Después vino la televisada guerra de Ucrania que continúa con un constante goteo de civiles muertos y la paulatina invasión de sus ansiados territorios; algo que ya no impresiona como hacía al principio. Sin embargo, ahora, el conflicto en Palestina nos recuerda lo infame que puede llegar a ser una contienda, ya que no importa si son niños tirando piedras contra carros de combate, la única meta es aplastar al otro sin importar “el cómo”. Porque hay que decir bien alto que no están matando terroristas ¡están matando civiles! Y que conste que no me estoy posicionando políticamente; a mí, únicamente me importan los civiles. La guerra es una mierda. No se me ocurre una manera de expresarlo mejor. Una mierda como un castillo de grande.
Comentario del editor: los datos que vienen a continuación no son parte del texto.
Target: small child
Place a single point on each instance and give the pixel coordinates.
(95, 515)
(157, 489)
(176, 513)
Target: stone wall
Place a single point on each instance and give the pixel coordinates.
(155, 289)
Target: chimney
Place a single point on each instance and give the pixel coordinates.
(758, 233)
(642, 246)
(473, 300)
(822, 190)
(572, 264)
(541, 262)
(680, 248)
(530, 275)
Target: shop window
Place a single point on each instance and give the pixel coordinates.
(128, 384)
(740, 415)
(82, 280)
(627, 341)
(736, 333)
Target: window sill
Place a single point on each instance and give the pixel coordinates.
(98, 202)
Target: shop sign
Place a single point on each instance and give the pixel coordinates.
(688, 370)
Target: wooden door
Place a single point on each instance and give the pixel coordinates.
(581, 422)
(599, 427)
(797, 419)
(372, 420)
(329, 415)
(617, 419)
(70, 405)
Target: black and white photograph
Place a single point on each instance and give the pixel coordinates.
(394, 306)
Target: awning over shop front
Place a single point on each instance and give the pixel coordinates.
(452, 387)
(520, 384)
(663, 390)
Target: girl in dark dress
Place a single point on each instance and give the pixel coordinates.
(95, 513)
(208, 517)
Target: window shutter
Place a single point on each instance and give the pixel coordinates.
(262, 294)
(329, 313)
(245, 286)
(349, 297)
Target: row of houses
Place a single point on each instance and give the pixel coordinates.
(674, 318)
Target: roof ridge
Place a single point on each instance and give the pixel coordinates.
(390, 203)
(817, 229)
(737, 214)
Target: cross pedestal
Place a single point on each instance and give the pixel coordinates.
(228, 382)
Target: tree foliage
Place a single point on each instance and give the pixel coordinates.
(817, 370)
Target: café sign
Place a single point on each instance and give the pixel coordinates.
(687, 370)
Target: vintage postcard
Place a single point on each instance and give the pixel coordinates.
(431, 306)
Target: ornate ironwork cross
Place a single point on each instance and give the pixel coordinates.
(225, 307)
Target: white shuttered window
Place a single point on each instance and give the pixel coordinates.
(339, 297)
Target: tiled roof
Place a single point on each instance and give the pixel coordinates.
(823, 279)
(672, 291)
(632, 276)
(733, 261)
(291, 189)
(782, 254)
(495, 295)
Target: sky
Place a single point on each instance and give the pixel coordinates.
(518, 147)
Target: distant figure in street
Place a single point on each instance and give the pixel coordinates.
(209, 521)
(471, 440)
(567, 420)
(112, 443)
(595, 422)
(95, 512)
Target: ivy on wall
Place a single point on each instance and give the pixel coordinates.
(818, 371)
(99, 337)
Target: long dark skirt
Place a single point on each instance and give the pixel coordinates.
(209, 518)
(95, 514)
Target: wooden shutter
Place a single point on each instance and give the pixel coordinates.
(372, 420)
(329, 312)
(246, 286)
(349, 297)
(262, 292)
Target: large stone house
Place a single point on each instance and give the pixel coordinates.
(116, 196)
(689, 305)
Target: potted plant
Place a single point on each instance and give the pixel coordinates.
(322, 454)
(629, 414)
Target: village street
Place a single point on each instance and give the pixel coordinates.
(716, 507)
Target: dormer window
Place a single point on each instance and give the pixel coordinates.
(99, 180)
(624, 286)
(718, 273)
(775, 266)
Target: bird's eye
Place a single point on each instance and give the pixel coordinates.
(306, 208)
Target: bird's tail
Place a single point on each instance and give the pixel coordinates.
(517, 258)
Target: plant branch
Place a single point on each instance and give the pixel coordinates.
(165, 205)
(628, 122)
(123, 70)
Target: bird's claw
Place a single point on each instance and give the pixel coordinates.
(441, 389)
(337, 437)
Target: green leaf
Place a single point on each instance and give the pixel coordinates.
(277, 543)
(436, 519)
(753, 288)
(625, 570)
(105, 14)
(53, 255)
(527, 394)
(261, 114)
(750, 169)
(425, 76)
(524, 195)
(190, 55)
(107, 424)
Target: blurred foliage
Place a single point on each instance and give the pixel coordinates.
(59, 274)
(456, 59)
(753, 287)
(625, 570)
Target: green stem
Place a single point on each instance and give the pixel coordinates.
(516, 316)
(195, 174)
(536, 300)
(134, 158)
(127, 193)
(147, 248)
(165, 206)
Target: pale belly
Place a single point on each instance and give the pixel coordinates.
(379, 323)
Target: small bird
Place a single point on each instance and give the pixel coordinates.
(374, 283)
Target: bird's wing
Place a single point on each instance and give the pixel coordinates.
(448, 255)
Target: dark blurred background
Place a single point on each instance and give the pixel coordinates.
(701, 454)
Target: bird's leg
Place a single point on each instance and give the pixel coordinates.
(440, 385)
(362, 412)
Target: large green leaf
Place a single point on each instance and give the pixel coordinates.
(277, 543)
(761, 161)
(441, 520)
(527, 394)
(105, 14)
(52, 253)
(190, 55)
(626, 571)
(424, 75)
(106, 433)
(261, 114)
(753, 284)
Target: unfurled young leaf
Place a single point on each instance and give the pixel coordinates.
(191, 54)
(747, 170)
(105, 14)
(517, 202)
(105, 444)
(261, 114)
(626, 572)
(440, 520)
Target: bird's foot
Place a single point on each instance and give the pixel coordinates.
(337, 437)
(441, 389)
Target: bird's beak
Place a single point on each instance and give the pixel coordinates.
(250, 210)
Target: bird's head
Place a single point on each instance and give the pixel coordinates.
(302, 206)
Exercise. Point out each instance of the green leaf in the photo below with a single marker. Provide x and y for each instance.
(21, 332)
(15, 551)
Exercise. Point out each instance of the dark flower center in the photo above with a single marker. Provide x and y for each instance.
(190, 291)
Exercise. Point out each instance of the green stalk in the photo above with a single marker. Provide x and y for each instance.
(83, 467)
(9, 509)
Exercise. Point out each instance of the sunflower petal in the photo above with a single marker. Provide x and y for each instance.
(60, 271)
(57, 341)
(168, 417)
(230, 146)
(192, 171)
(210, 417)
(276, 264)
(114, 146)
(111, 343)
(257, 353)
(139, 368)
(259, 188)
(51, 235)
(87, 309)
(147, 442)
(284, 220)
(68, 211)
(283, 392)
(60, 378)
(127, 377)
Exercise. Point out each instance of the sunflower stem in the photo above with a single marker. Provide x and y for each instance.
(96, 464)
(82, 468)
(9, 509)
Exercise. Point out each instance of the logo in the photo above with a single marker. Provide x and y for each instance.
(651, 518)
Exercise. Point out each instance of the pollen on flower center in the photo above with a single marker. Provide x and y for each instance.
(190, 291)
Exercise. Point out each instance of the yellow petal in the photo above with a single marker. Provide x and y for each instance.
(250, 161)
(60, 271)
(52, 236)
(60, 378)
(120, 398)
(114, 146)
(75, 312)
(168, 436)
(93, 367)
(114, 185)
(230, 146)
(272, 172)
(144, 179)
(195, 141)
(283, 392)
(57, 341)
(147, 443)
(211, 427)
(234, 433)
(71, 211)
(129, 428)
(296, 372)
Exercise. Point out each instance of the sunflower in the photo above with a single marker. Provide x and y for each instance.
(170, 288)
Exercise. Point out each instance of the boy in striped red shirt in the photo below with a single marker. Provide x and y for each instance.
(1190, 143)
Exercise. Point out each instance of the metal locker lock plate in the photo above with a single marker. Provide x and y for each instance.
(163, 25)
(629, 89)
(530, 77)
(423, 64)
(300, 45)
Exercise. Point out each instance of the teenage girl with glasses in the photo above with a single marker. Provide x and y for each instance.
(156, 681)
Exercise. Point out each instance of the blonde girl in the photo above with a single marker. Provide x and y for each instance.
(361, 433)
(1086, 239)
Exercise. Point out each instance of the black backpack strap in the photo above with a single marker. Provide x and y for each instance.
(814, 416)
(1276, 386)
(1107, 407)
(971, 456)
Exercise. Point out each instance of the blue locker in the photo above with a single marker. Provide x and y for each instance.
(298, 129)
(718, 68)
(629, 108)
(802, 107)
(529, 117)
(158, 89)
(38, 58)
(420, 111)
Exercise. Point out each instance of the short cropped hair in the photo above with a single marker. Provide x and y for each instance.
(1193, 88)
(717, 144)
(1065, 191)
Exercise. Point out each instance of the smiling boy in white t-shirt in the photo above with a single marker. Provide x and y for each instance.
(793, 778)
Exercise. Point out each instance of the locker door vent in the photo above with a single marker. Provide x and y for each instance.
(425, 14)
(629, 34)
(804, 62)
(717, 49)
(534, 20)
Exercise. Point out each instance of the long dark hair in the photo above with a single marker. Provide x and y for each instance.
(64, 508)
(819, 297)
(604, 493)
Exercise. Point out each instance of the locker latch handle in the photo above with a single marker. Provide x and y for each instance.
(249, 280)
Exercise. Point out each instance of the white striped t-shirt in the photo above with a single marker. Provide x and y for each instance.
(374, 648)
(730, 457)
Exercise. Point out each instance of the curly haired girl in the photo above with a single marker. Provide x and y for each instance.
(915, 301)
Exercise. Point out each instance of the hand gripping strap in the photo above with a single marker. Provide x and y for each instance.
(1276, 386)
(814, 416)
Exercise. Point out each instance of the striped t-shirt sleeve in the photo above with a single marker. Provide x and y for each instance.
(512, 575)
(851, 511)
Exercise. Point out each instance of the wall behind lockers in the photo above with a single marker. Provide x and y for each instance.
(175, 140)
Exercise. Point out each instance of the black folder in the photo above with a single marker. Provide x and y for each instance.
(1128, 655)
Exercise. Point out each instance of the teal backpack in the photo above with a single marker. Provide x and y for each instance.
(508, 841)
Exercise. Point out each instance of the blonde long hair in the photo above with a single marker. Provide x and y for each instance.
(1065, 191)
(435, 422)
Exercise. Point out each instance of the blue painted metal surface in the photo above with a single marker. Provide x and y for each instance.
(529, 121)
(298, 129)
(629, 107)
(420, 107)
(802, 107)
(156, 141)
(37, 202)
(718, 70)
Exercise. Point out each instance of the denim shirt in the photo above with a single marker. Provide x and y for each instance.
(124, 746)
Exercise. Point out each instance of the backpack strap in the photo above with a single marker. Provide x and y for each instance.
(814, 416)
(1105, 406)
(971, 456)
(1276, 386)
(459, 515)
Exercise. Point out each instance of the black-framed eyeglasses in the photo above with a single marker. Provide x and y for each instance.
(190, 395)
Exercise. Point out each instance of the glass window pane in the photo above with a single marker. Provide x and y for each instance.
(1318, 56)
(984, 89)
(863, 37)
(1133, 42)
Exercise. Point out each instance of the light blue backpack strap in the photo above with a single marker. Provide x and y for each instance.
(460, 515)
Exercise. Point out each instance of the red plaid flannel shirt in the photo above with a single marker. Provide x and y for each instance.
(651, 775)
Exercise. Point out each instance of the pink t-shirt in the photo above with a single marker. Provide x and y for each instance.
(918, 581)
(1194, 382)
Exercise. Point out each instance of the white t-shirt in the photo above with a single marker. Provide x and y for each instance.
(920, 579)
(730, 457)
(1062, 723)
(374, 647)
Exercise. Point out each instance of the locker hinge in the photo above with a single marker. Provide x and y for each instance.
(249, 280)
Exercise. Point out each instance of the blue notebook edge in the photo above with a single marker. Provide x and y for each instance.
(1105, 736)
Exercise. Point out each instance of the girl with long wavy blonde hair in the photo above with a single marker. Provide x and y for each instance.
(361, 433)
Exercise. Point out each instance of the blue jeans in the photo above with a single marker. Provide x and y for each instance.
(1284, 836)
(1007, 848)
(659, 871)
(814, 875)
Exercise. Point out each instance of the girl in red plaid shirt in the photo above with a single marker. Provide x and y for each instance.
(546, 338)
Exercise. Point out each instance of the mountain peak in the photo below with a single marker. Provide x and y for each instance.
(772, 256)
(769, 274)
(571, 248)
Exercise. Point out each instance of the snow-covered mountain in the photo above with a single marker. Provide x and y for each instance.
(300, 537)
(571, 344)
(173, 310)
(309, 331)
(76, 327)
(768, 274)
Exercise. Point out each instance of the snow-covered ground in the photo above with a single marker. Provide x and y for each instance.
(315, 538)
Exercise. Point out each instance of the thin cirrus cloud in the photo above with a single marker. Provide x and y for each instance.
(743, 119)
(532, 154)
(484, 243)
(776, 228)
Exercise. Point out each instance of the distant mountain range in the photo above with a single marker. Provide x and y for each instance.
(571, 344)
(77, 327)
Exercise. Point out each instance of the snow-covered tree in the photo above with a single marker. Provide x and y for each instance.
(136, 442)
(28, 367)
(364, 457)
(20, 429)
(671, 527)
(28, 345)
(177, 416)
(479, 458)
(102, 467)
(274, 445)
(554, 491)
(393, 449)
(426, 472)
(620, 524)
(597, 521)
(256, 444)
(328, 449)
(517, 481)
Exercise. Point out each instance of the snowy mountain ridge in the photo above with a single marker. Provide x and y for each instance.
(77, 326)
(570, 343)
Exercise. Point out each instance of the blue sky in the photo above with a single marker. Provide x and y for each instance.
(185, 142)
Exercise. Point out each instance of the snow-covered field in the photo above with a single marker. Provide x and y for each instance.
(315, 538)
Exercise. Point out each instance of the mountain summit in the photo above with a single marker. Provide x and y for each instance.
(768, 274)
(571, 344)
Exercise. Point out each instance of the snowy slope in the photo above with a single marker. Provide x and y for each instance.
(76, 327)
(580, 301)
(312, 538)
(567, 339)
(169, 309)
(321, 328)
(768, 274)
El derecho internacional humanitario (lo que coloquialmente se conoce como “las leyes de la guerra”) establece la forma de actuar de las partes intervinientes en un conflicto armado, para tratar de minimizar el sufrimiento humano y proteger a la población civil. Los principales tratados, los Convenios de Ginebra de 1949 y sus protocolos adicionales, fueron adoptados tras los horrores de la, ya casi olvidada, Segunda Guerra Mundial. Aun así, seguimos escuchando “crímenes de guerra”, “crímenes de lesa humanidad”, “genocidio”, “uso indiscriminado de armas prohibidas”, todo ello para causar daños desproporcionados y un sufrimiento innecesario.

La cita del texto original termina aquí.